KOTAYOSHIDA

オクス駅お化けのKOTAYOSHIDAのレビュー・感想・評価

オクス駅お化け(2022年製作の映画)
3.3
普通に(普通に?)この世の嫌な所が詰まった嫌な映画だった。日韓合作とのことで最終的には人が一番怖い、現実世界でのヒトコワで締める辺りは韓国映画らしいといったところ。

ホラーとしてはね、怖くないです。怖くないというかかなりクラシック、かなりストレート。脚本に高橋洋氏が参加しているので、もろ『リング』というか、当時のJホラーを韓国を舞台にして作りましたという仕上がり。監督のフィルモグラフィーを観てもわかる通り、ホラーを撮ってきた監督ではないので、ある意味で素直なホラー演出が多く、そういう意味では目が肥えたホラーファンには食い足りないかもなと。ジャンプスケアばっかだからね。あと幽霊の造形も古臭いし。ただそういう意味では"あの頃"のJホラーというか、90年代のホラー映画っぽさを感じるような画作りでもありました。高橋洋氏いわく、実際に日本であった事件が下敷きにあるとのことで、詳細は下記の高橋洋氏のインタビューにて。戦後とは言え本当に酷い事件があったもんですね...。

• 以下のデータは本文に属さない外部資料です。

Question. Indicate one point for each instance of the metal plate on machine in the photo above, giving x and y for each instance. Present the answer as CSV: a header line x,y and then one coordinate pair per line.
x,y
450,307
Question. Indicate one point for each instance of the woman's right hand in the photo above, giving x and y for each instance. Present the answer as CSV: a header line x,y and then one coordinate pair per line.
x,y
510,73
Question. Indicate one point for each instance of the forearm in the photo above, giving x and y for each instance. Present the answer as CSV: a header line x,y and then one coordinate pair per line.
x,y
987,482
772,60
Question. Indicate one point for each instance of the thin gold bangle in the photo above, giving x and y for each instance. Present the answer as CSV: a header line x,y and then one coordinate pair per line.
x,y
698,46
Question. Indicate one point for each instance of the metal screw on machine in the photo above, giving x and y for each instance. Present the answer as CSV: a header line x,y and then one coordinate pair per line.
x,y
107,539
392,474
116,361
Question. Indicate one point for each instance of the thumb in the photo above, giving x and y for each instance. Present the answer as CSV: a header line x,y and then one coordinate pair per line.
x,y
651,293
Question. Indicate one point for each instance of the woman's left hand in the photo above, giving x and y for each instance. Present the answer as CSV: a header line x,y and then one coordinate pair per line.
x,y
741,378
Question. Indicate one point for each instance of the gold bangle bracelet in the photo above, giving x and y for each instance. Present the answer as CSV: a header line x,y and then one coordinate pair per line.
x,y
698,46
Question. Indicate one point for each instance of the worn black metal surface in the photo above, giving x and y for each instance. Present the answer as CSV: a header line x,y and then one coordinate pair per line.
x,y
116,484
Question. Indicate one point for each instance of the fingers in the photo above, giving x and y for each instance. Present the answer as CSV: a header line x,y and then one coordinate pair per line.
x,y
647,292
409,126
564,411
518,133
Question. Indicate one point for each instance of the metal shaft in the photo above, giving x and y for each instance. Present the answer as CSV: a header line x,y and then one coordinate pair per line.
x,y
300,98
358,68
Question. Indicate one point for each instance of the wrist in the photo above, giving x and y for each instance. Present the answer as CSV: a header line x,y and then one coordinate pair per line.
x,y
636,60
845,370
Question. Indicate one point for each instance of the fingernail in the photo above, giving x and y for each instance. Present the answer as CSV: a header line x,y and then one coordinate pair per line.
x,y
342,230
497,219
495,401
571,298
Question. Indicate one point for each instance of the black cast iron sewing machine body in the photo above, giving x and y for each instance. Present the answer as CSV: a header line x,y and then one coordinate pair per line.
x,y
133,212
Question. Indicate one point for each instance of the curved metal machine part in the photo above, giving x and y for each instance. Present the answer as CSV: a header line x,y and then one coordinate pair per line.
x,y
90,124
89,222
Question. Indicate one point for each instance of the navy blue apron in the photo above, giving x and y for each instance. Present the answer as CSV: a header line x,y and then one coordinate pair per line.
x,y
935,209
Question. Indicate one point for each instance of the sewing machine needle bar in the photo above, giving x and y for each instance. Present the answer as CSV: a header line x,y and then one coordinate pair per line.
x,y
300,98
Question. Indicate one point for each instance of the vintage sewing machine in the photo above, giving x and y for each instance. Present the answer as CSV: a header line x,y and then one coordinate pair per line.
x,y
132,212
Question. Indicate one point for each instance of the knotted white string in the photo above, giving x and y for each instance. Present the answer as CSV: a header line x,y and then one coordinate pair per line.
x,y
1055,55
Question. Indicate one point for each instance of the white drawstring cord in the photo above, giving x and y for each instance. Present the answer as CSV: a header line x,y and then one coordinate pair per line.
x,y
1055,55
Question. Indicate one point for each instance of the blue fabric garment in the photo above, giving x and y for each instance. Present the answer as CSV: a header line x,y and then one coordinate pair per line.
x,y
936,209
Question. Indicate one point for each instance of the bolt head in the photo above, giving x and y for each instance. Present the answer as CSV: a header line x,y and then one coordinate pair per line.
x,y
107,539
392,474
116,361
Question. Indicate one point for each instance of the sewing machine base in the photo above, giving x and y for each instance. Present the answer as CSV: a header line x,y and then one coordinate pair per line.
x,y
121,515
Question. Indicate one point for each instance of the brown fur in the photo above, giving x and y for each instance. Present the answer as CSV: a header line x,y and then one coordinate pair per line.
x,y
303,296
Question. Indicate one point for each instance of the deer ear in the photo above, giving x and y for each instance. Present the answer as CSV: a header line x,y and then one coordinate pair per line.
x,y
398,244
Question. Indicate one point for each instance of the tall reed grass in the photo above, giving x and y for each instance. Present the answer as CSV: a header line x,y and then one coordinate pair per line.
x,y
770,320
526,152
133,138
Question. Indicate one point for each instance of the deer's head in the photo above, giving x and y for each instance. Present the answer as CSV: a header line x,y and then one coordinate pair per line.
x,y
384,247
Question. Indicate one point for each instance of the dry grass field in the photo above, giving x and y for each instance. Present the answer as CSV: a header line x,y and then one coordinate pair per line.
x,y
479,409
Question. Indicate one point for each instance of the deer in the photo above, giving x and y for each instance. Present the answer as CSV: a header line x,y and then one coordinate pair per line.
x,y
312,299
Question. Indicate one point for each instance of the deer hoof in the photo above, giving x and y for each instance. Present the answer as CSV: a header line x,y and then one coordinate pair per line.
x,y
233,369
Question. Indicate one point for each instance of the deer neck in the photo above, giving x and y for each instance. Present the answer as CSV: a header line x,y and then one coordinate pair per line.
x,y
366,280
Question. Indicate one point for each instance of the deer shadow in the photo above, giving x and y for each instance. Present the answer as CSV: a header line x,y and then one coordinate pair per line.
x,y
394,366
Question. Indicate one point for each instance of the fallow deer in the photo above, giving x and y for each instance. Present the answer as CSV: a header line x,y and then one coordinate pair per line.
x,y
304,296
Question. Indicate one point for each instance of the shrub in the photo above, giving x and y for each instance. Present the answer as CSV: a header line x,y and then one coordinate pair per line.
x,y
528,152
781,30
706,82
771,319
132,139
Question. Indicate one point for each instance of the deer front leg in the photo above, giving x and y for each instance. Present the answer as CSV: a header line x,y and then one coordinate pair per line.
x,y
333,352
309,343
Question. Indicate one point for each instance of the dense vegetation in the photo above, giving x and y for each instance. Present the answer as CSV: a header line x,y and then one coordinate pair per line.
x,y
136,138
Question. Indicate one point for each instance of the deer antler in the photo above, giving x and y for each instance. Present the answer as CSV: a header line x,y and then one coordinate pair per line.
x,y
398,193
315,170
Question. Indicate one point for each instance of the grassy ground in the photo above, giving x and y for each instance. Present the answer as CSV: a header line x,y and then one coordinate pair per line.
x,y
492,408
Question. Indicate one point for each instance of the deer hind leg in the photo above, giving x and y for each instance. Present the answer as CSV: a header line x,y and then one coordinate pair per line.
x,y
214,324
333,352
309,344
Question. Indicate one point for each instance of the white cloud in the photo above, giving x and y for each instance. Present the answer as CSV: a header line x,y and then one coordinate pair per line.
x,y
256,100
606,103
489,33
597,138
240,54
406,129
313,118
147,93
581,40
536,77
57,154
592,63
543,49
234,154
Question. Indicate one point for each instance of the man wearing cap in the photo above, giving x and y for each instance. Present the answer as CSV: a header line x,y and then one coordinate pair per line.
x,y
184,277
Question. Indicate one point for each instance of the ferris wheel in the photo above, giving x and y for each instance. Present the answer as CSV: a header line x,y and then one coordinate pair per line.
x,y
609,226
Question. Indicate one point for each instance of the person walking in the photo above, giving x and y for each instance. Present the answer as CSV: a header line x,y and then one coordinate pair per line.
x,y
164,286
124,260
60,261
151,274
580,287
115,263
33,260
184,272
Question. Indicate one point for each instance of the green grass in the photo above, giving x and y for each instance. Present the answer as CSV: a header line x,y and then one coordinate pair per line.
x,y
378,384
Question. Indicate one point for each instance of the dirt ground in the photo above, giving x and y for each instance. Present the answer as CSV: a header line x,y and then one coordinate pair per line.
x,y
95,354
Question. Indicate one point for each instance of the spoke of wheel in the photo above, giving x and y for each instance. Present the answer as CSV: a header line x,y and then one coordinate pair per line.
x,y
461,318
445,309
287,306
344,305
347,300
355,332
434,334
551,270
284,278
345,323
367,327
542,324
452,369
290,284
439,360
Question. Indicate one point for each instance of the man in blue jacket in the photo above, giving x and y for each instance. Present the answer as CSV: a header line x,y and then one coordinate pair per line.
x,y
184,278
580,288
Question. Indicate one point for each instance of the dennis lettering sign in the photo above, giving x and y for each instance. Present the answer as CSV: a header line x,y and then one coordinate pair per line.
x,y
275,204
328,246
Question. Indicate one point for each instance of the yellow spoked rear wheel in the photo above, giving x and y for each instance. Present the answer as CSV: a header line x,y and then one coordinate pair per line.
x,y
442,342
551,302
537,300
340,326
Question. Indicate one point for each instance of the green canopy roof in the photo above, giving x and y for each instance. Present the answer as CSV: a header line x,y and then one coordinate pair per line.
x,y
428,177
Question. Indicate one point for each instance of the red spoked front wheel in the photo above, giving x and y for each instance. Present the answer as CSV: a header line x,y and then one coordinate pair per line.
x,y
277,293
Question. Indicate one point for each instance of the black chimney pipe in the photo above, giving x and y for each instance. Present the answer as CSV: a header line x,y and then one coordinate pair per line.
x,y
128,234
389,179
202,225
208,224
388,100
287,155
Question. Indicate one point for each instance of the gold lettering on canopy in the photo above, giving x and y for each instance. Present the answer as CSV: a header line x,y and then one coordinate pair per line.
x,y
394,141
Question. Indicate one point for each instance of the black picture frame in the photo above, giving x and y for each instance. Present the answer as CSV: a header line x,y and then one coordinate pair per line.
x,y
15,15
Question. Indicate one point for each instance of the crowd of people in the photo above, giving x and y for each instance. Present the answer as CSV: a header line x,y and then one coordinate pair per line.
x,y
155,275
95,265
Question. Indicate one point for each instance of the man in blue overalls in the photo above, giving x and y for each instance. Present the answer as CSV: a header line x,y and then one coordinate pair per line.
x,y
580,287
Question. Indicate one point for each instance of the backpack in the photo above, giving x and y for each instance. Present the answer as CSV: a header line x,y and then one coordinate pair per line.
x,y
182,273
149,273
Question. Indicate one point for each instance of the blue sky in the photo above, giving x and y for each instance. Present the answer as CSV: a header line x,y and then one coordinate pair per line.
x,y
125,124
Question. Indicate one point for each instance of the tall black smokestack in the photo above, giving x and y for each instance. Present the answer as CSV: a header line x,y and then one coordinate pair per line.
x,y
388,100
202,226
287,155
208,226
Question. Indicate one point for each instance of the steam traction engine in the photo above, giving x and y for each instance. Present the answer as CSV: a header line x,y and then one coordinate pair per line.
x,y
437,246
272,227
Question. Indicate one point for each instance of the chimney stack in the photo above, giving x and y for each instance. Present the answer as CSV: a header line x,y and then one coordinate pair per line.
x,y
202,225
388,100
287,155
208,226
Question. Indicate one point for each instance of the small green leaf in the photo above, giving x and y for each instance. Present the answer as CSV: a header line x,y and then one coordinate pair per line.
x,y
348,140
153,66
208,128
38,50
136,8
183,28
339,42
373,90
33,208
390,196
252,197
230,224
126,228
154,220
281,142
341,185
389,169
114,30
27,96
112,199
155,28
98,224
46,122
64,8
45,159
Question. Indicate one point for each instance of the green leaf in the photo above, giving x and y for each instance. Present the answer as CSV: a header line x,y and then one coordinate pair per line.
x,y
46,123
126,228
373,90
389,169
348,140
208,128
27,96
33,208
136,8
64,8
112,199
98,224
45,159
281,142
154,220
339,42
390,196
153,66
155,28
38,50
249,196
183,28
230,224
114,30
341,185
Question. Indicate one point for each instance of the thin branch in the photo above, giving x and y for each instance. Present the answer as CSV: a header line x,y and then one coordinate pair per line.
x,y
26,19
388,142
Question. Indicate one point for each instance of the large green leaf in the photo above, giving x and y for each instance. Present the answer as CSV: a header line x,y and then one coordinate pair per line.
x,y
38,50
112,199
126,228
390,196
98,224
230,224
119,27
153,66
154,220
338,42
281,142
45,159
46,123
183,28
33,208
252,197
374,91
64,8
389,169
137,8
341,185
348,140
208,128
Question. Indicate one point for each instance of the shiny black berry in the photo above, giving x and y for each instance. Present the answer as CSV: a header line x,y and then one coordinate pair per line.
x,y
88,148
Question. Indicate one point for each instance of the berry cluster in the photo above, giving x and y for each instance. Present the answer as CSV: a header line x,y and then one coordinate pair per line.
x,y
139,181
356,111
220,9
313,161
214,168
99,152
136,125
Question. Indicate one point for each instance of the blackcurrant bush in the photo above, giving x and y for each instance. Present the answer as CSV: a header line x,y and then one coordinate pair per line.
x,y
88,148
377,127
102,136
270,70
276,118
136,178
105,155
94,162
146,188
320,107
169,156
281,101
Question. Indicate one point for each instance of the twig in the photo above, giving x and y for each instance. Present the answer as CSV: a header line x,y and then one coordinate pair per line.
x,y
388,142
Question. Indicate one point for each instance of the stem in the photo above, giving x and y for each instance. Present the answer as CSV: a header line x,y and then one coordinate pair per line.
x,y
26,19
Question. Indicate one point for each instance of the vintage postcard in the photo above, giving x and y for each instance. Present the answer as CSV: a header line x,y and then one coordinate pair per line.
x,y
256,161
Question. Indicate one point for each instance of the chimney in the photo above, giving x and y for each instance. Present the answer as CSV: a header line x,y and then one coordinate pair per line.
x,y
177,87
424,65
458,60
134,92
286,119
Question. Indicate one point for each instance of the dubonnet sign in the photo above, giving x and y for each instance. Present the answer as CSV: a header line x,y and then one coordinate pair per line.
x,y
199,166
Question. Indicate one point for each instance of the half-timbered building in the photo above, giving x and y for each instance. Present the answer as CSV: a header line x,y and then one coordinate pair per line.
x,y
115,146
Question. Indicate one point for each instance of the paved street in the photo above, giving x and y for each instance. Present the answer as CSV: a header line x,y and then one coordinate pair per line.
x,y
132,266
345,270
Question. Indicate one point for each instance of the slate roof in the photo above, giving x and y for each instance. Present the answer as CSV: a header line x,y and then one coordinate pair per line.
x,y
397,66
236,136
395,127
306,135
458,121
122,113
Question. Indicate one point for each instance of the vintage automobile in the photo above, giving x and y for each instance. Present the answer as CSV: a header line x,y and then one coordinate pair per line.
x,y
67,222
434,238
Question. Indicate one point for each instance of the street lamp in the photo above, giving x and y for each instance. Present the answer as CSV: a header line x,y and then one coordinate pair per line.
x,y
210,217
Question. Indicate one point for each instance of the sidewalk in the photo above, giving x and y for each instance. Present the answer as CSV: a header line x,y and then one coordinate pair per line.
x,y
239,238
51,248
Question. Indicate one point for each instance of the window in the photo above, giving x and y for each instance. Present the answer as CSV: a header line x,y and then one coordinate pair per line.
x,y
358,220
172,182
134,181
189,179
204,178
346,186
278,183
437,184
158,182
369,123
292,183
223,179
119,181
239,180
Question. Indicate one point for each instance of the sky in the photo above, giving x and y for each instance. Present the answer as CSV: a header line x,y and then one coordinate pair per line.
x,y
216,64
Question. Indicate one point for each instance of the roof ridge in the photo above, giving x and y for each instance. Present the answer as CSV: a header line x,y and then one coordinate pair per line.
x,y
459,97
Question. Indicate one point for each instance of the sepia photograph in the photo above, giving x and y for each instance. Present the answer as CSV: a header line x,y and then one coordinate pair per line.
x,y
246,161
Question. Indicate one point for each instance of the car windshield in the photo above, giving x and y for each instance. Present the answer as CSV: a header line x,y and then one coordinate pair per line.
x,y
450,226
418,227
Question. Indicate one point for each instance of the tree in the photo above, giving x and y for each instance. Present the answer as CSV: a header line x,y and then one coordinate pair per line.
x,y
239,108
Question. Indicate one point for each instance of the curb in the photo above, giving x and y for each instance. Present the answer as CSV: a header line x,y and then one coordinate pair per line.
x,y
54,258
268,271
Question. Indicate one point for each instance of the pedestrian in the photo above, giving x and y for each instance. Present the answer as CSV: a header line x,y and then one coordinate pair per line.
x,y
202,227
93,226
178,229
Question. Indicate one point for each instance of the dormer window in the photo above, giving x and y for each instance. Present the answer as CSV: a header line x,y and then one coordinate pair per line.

https://news.infoseek.co.jp/article/gadget_3447082/

あとはやはり人間が背負っている「業」の怖さ。人が人である限り一生解決できない「業」の怖さがこの映画では描かれていて、クライマックスで明らかになる本作の怪異の原因、それも勿論おぞましく怖いのですが、人が人を貶める、人が人の命を軽視するような行為は現代でも形を変えて行われていて、それはパワハラであったり、ネットでの誹謗中傷であったり、恨みの原因、呪いの原因になってしまうような行為は今でも後を絶ちませんし、自分がそれを作ってしまう、加害者になってしまう可能性すらある時代。

そういう意味で何も解決していない、人が人である限り、人が業を背負い続ける限り、恨みも呪いも生まれ続ける、という怖さを改めて体感し、震え上がった次第です。

あと高橋洋氏もインタビューで言ってる通り、「駅」を舞台にしたホラー映画って意外と無いかもね。日本でも地下鉄が舞台の都市伝説ってたくさんあるので、意外とここホラー映画の金山なのでは?